No caso do Brasil, as despesas militares variaram em torno de 1,6% de seu PIB,
o que significa uma pontuação média. O autor complementa que menos de 1% da
população ativa brasileira serve ao Exército.
Com relação à mortalidade na infância, o Ministério da Saúde
afirma que, nos últimos 10 anos, o número tem caído sensivelmente. Em 1990, a
cada mil nascidos vivos, 53% morriam antes de completar 5 anos. Em 2010, a taxa
caiu para 18,9%. Entre as principais causa de óbito nessa faixa etária estão os
transtornos respiratórios e cardiovasculares, as complicações na gravidez e no
trabalho de parto, além de infecções específicas do período perinatal.

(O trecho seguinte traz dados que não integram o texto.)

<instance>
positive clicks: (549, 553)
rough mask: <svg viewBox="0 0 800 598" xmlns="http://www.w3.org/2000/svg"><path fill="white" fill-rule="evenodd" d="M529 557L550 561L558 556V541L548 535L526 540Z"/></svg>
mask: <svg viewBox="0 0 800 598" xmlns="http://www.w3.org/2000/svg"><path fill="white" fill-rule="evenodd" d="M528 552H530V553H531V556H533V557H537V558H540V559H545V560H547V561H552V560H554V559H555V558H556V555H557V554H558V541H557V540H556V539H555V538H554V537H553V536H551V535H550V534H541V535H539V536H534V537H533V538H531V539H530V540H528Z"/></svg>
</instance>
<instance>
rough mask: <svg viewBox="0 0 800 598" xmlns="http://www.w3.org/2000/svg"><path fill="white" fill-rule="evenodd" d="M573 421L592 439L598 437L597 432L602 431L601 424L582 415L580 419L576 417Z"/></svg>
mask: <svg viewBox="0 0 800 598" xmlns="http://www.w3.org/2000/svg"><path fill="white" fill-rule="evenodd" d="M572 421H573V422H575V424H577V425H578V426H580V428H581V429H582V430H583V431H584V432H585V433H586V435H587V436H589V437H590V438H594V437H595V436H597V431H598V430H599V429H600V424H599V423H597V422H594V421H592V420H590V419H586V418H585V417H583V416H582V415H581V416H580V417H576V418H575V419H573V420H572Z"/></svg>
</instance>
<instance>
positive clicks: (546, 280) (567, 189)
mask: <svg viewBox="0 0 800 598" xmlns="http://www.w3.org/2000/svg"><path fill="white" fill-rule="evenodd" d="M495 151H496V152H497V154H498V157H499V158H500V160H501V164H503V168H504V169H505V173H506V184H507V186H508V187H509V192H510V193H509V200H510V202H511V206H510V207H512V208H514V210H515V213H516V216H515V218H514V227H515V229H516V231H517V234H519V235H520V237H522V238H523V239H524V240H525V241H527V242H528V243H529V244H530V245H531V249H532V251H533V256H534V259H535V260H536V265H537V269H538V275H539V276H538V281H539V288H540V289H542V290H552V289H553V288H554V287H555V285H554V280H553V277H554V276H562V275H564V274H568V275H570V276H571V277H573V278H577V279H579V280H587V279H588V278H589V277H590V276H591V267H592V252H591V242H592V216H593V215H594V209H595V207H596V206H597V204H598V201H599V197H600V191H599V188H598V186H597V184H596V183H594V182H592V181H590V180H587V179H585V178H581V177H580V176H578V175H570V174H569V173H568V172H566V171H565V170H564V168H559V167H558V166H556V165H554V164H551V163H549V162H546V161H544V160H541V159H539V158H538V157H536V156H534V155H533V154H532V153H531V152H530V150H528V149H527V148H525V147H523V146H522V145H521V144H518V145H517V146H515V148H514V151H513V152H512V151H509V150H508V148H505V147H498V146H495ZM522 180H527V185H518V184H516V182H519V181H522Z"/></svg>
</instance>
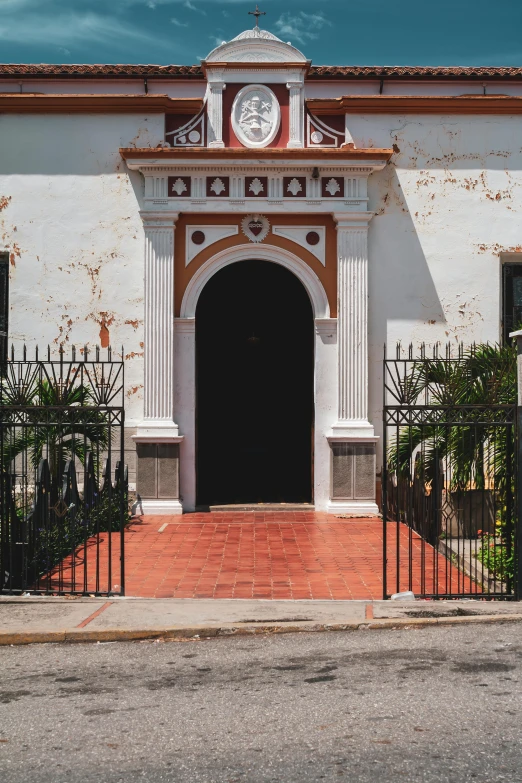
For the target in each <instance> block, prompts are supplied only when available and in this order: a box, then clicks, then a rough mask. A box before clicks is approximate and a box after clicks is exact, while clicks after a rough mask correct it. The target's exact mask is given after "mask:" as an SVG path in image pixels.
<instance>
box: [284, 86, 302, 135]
mask: <svg viewBox="0 0 522 783" xmlns="http://www.w3.org/2000/svg"><path fill="white" fill-rule="evenodd" d="M286 86H287V88H288V91H289V93H290V110H289V115H290V123H289V124H290V133H289V137H290V138H289V139H288V144H287V145H286V146H287V147H299V148H300V147H304V141H303V138H304V103H303V83H302V82H288V83H287V85H286Z"/></svg>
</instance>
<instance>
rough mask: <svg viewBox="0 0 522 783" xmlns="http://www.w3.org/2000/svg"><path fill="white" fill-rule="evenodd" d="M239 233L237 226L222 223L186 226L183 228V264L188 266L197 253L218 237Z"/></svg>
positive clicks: (196, 254) (197, 254)
mask: <svg viewBox="0 0 522 783" xmlns="http://www.w3.org/2000/svg"><path fill="white" fill-rule="evenodd" d="M238 233H239V229H238V227H237V226H223V225H221V224H220V225H207V224H205V225H197V226H194V225H192V226H187V227H186V229H185V247H186V250H185V266H188V265H189V264H190V262H191V261H192V259H193V258H195V257H196V256H197V255H198V253H201V251H202V250H205V248H207V247H210V245H213V244H214V243H215V242H219V240H220V239H227V238H228V237H233V236H236V235H237V234H238Z"/></svg>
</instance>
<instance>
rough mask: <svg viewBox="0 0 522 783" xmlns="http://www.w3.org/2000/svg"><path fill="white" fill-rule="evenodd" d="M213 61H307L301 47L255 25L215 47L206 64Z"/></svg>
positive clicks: (212, 61)
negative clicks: (230, 38)
mask: <svg viewBox="0 0 522 783" xmlns="http://www.w3.org/2000/svg"><path fill="white" fill-rule="evenodd" d="M212 63H303V65H305V64H306V63H307V59H306V57H305V56H304V54H303V53H302V52H300V51H299V49H296V48H295V46H292V45H291V44H290V43H284V41H281V39H280V38H278V37H277V36H276V35H273V33H269V32H268V31H267V30H261V29H260V28H259V27H254V29H253V30H245V32H243V33H240V35H237V36H236V37H235V38H233V39H232V41H228V42H226V41H223V43H222V44H221V45H220V46H217V47H216V48H215V49H213V50H212V51H211V52H210V54H209V55H208V57H207V59H206V60H204V61H203V64H204V65H211V64H212Z"/></svg>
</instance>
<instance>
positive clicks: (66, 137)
mask: <svg viewBox="0 0 522 783" xmlns="http://www.w3.org/2000/svg"><path fill="white" fill-rule="evenodd" d="M162 136H163V116H162V115H154V116H151V117H148V118H147V117H143V116H135V115H118V116H107V115H92V116H88V115H51V116H42V115H36V116H32V115H21V116H17V115H0V205H1V204H6V200H8V201H7V204H6V205H5V206H4V208H3V209H2V210H1V211H0V250H8V251H9V252H10V253H11V258H12V264H11V265H10V304H11V307H10V325H9V333H10V334H9V337H10V341H12V342H13V343H14V344H15V346H20V345H21V344H22V343H23V342H26V343H27V345H28V346H29V347H30V349H31V351H32V350H33V348H34V346H35V345H36V344H37V343H38V344H39V345H40V346H41V347H44V346H47V344H50V345H51V346H52V347H53V348H54V350H56V349H57V347H58V346H59V344H60V343H61V342H64V343H65V344H66V345H67V344H72V343H75V344H76V345H77V346H82V345H83V344H84V343H87V344H88V345H90V346H93V345H96V344H98V343H99V342H100V328H101V325H102V323H105V324H106V327H107V329H108V330H109V336H110V342H111V345H112V346H113V347H114V348H115V349H116V350H117V351H118V352H120V346H122V345H123V346H124V347H125V353H126V355H127V356H128V357H129V360H128V361H127V363H126V388H127V394H128V409H127V420H128V421H127V423H128V424H132V423H133V420H136V419H140V418H141V413H142V384H143V377H142V375H143V367H142V365H143V360H142V347H141V345H140V343H142V342H143V246H144V236H143V227H142V221H141V219H140V217H139V206H140V204H139V202H140V199H141V196H142V191H143V182H142V179H141V176H140V175H139V174H134V173H132V174H130V173H129V172H128V171H126V169H125V165H124V163H123V161H122V159H121V157H120V155H119V153H118V149H119V147H121V146H124V147H128V146H131V145H133V144H136V145H138V146H139V145H143V146H147V145H149V144H151V145H156V144H157V143H158V142H159V141H160V140H161V139H162ZM2 197H3V198H4V201H2V200H1V199H2Z"/></svg>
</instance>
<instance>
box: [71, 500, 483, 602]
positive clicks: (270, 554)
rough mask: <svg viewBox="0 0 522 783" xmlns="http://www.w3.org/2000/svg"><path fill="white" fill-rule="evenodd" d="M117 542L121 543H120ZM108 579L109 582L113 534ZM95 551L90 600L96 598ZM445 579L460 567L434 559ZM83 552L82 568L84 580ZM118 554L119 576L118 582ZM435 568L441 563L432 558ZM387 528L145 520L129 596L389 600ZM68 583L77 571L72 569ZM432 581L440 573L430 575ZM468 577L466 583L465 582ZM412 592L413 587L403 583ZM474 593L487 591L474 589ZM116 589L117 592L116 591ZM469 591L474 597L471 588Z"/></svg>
mask: <svg viewBox="0 0 522 783" xmlns="http://www.w3.org/2000/svg"><path fill="white" fill-rule="evenodd" d="M388 525H389V528H388V530H389V532H388V537H389V541H390V542H391V543H390V551H389V566H388V576H389V579H390V586H392V589H394V588H395V582H394V581H392V579H394V577H395V573H394V567H395V565H394V564H395V553H396V549H395V542H396V533H397V528H396V524H395V523H394V522H390V523H388ZM399 532H400V539H401V571H402V573H403V575H404V576H403V577H402V578H401V585H400V587H401V590H407V589H408V584H407V568H406V564H407V557H408V528H407V527H405V526H404V525H401V526H400V531H399ZM113 535H116V534H113ZM102 539H103V542H102V544H101V548H100V554H99V558H100V572H101V575H102V576H103V577H106V574H107V558H108V546H107V541H108V534H102ZM419 544H420V539H419V538H418V536H417V535H416V534H414V539H413V546H412V557H413V562H414V570H413V577H414V579H413V590H414V591H415V592H420V591H421V590H420V586H421V583H420V574H421V568H420V566H421V554H420V546H419ZM94 549H95V548H94V547H92V548H91V553H92V554H90V555H89V557H90V564H89V569H88V571H89V575H88V581H87V588H88V590H92V591H93V592H94V591H95V589H96V588H95V582H94V568H93V561H92V558H93V557H94ZM431 551H432V552H433V562H432V565H431V568H433V563H435V561H438V568H439V571H440V573H441V582H440V590H441V591H443V590H444V582H443V578H442V575H444V573H445V571H446V570H447V569H448V568H450V569H452V568H453V566H451V565H450V564H449V562H448V560H446V559H445V558H444V557H443V556H442V555H437V554H436V553H435V552H434V551H433V550H431ZM81 554H82V553H81V552H79V553H78V557H77V558H76V562H75V569H76V580H77V583H78V580H79V579H81V578H82V575H81V572H82V559H81ZM118 555H119V551H118V548H117V546H115V547H114V552H113V573H115V574H116V573H118V569H117V558H118ZM430 559H431V558H430ZM382 565H383V564H382V520H380V519H348V520H344V519H340V518H338V517H335V516H332V515H328V514H319V513H314V512H295V513H294V512H281V513H278V512H271V513H256V512H254V513H251V512H250V513H248V512H247V513H240V512H233V513H212V514H185V515H183V516H181V517H180V516H178V517H160V516H155V517H142V518H140V519H137V520H136V521H134V522H133V523H132V524H131V525H130V526H129V528H128V529H127V531H126V533H125V567H126V590H125V592H126V595H127V596H140V597H145V598H148V597H150V598H279V599H299V598H301V599H303V598H307V599H310V598H313V599H345V600H346V599H362V600H364V599H380V598H382V572H383V567H382ZM61 568H62V569H63V578H64V581H65V584H67V574H68V572H69V573H70V569H71V563H70V559H69V561H64V563H62V565H61ZM424 569H425V573H426V576H427V577H429V576H430V564H429V563H428V564H425V565H424ZM462 578H463V577H462V575H461V580H462ZM402 582H404V583H402ZM467 582H469V584H468V586H467V590H469V592H473V591H476V590H477V587H476V586H475V585H474V584H473V583H472V582H471V581H470V580H469V579H467ZM113 587H116V586H115V585H113ZM464 589H465V591H466V588H464Z"/></svg>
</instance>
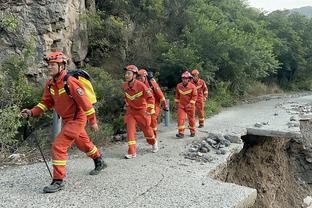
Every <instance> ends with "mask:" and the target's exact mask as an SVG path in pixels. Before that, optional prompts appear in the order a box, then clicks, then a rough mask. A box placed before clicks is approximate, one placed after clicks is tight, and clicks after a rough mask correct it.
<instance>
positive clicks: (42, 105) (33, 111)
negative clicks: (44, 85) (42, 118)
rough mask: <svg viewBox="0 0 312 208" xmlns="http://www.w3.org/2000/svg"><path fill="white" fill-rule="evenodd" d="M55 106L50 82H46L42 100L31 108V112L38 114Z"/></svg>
mask: <svg viewBox="0 0 312 208" xmlns="http://www.w3.org/2000/svg"><path fill="white" fill-rule="evenodd" d="M53 106H54V100H53V98H52V95H51V93H50V92H49V82H46V84H45V87H44V91H43V96H42V98H41V101H40V103H38V104H37V105H36V106H35V107H33V108H32V109H31V114H32V116H37V115H39V114H41V113H43V112H45V111H47V110H48V109H50V108H53Z"/></svg>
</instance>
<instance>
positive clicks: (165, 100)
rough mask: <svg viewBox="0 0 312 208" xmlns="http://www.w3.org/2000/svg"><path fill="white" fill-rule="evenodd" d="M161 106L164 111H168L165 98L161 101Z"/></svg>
mask: <svg viewBox="0 0 312 208" xmlns="http://www.w3.org/2000/svg"><path fill="white" fill-rule="evenodd" d="M161 106H162V108H163V110H164V111H169V107H168V103H167V102H166V100H165V101H163V102H162V104H161Z"/></svg>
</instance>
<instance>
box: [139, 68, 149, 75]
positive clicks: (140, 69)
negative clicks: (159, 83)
mask: <svg viewBox="0 0 312 208" xmlns="http://www.w3.org/2000/svg"><path fill="white" fill-rule="evenodd" d="M138 74H139V75H142V76H144V77H146V76H147V71H146V70H145V69H140V70H139V72H138Z"/></svg>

"O Brasil tem sido exemplo de uma experiência vistosa
na redução de mortalidade na infância. Nossa realidade hoje é muito diferente
da de 10 anos atrás. E uma das causas é a mudança de modelo à assistência à
saúde, com a opção de partir para a estratégia de saúde na família",
defende Cristina Albuquerque, coordenadora do Programa de Sobrevivência e
Desenvolvimento Infantil da Unicef no Brasil. Apesar dos avanços, Albuquerque
ressalta que o país ainda possui muitos desafios, principalmente com os
indígenas, cuja taxa de mortalidade infantil ainda está no patamar de 41,9% a
cada mil nascidos vivos.
A coordenadora enfatiza ainda que, de uma maneira geral,
qualquer país em que a corrupção impera terá dificuldades em garantir os
direitos plenos da população. "E isso reflete diretamente na criança. O
processo democrático no Brasil evoluiu e continua, em um caminho sem volta.
Temos os tribunais de contas que desvelam a corrupção e trabalham pelo
ressarcimento aos cofres públicos. Temos arcabouço jurídico e constitucional
que permite a evolução dos mecanismos de transparência", avalia.
Sobre os R$ 2,8 bilhões que a corrupção no Brasil se
empenhou em desviar da saúde nos últimos nove anos, o Ministério da Saúde
informou que há um reforço de medidas adotadas para aprimorar a gestão e
otimizar o uso de recursos do Sistema Único de Saúde (SUS). "Medidas como
compra centralizada de produtos estratégicos, negociação direta do ministério
com fornecedores e adoção de bancos de preços internacionais geraram economia
de R$ 1,7 bilhão nos gastos com a compra de medicamentos e insumos em 2011 em
comparação a 2010", esclarece a pasta, em nota. Ainda de acordo com o ministério,
outra medida tomada foi o reforço no controle sobre repasses federais. "Em
junho de 2011, por meio de decreto presidencial, os municípios passaram a
receber verbas por meio de contas específicas e a movimentar o dinheiro da
saúde apenas por meios eletrônicos."
Investimento dispensável
A guarda pretoriana tem origem no Império Romano e
representava o grupo de legionários experientes encarregados da proteção do
praetorium, parte central do acampamento de uma legião romana, onde ficavam
instalados os oficiais. Com a tomada do poder por Otaviano, transformou-se na
guarda pessoal do imperador. Atualmente, o termo refere-se a um gasto
desnecessário que um país destina à militarização e, normalmente, está presente
de forma mais forte em governos autocráticos.